Il est intéressant de noter que lorsque Ron fait cette même observation lors de ta quatrième année, tu répliques immédiatement, « c’est parce qu’ils sont incultes et endoctrinés ! » En d’autres mots, tu peux voir que l’oppression des elfes est bien plus compliquée que de simplement déterminer si ils sont ‘heureux’ ou non ou complices de leur exploitation.


Les dix dernières années ont connu la croissance du mouvement de l’exploitation animale ‘humaine’ : œufs plein-air, lait bio, et autres labels ‘bien-être’. Outre le fait que ces mots sont des schémas de marketing qui ne se traduisent pas en meilleures normes de bien-être pour les animaux, la réalité est que même s’il était possible d’exploiter les animaux ‘humainement’, ça ne résoudrait pas la question de base de quelle justification avons-nous pour les utiliser comme moyens pour nos fins en premier lieu ? Comme la complicité des elfes de maison dans leur propre esclavagisme, l’exploitation animale ‘humaine’ omet de prendre en considération la soumission et la violence sur laquelle se base notre relation entière avec les nonhumains domestiques en premier lieu.

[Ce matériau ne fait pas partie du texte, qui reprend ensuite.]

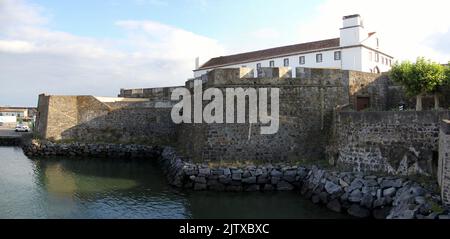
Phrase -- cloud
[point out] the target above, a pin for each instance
(407, 29)
(35, 59)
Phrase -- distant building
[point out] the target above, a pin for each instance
(355, 49)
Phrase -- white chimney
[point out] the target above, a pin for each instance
(352, 31)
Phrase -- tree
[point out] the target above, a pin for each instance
(422, 77)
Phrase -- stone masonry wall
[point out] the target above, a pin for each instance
(86, 119)
(397, 142)
(444, 161)
(306, 106)
(160, 93)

Que ça soit la complicité des elfes de maison dans leur propre esclavagisme, l’exploitation ‘humaine’ des nonhumains domestiques, le ‘choix’ des travailleurs dans une société capitaliste à peiner dans des conditions industrielles démoralisantes, ou toute autre institution injuste à propos de laquelle nous nous mentons à nous-mêmes, de tels systèmes ignorent les inégalités structurelles qui rendent le ‘choix’ et l’exploitation humaine’ sans aucun sens. La véritable justice, alors, ne vient pas en plaçant un autocollant souriant sur l’exploitation, mais en démontant les structures hiérarchiques sous-jacentes qui créent et perpétuent l’injustice en premier lieu.


Bien que tes premiers efforts pour attirer l’attention sur le calvaire des elfes de maison soient accueillis en ridicule, au moins certains magiciens et magiciennes reconnaissent que quelque chose est fondamentalement malsain par rapport au paradigme entier des ‘elfes comme propriétés’. Ceux qui se sont rangés du côté de Dumbledore (et de Harry) dans le combat contre le Seigneur Voldemort reconnaissent que le paradigme hiérarchique entier du magicien sur le moldu, de l’homme sur la créature était fondamentalement injuste.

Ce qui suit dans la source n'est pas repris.